Notes on misassemblies

Like all other metagenome assemblers, myloasm can produce erroneous assemblies.

Chimeric contigs: chimeric contigs consist of sequences from two or more genomes. This error can happen for a variety of reasons. The most common are:

  • long interspecies shared genomic regions (e.g., horizontal gene transfer) can confuse assemblers
  • extremely similar strains are hard to resolve, leading to strain-chimeric contigs
  • chimeric long-reads due to technical sequencing artifacts can cause downstream errors in assembly

Duplicated small contigs: we noticed that long-read assemblers can incorrectly duplicate small sequences (plasmids or viruses).

The cause isn't always obvious, but we often found that a single long read can consist of multiple copies of the same plasmid.

Prematurely circularized contigs: assemblers can prematurely circularize contigs, i.e., claim contigs are circular even though they are not. Algorithmically, this arises due to genome repeats.
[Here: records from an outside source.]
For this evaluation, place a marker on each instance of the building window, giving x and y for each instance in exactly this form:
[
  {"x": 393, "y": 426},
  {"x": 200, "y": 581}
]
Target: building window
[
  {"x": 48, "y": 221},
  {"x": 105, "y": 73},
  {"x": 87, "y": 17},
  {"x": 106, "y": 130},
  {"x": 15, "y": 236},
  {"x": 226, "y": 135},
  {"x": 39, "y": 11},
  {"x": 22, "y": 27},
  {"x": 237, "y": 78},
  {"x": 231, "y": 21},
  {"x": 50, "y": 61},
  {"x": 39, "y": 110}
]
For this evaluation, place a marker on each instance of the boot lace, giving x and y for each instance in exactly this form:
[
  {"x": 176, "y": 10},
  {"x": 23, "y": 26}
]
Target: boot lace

Using CheckM2 on long prokaryotic contigs

The easiest way to filter out long (>300 kb) erroneous prokaryotic contigs is to run CheckM2 on individual contigs.

If a chimeric contig is long enough, it will often have high CheckM contamination due to the presence of duplicated marker genes from multiple organisms.
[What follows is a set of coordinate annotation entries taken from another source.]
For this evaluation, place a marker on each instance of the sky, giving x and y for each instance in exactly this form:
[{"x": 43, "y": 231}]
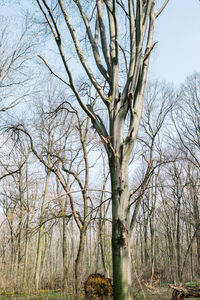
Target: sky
[{"x": 177, "y": 31}]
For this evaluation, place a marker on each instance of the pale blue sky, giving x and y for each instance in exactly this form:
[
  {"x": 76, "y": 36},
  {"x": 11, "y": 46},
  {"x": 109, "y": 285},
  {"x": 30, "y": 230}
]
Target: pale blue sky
[{"x": 177, "y": 53}]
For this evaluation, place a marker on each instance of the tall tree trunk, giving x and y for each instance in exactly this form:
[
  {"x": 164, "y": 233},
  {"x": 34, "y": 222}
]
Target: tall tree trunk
[
  {"x": 64, "y": 252},
  {"x": 79, "y": 261},
  {"x": 120, "y": 232},
  {"x": 41, "y": 234}
]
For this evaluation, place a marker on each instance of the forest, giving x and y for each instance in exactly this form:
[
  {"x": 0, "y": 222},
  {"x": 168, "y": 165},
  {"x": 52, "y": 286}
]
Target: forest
[{"x": 99, "y": 163}]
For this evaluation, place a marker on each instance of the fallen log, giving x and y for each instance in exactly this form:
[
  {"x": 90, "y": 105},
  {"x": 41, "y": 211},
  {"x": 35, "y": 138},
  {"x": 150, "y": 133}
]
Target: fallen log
[{"x": 182, "y": 292}]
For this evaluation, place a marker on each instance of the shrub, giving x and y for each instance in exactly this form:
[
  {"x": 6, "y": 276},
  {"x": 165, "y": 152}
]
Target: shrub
[{"x": 97, "y": 286}]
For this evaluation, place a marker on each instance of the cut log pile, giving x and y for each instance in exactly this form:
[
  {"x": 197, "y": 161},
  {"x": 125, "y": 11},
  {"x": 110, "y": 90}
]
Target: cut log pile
[{"x": 182, "y": 292}]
To extract all contigs of length >= X bp and run CheckM2, you can do (with mylotools)

cd myloasm_results
mylotools extract-contigs --output-folder contigs_dir --min-contig-length X
checkm2 predict --input contigs_dir -x fa -o checkm2_results --threads 40

Using k-mer multiplicity statistics for duplicates/strain chimeras

Myloasm's fasta outputs have information about how often 21-mers are repeated (its multiplicity) within a contig:

>u123123ctg_XXX_duplicated-yes mult=2.00 <- fasta record with k-mer multiplicity and duplication status.

In our experience, prokaryotic contigs should almost always have average k-mer multiplicity near 1.00. If you have a very long contig (> 1M bp) of multiplicity > 1.05, it may be a chimera from multiple strains of a species. We set duplicated to yes or possibly then the multiplicity is high.

For small genomes (e.g. viruses), the expected k-mer multiplicity may deviate from 1.00. However, a small contig with k-mer multiplicity >> 1 can be suspicious. A contig with k-mer multiplicity = 2, 3, or an integer multiple can indicate a perfectly duplicated contig.

Notes on circularized contigs

For prokaryotic genomes, low CheckM2 completeness can indicate premature circularization. However:

  • we have found that complete organelle genomes (mitochondria, plastids from microeukaryotes) can have non-trivial CheckM2 completeness (> 30% but < 90%)
  • secondary chromosomes and genomes with multiple chromosomes can have lower completeness
  • some clades of microbes have low CheckM2 completeness scores, even when they're complete

The myloasm tag circular-possibly indicates lower confidence circular genomes (due to low coverage or assembly graph ambiguity), but these can often be complete genomes, especially if CheckM2 scores are good.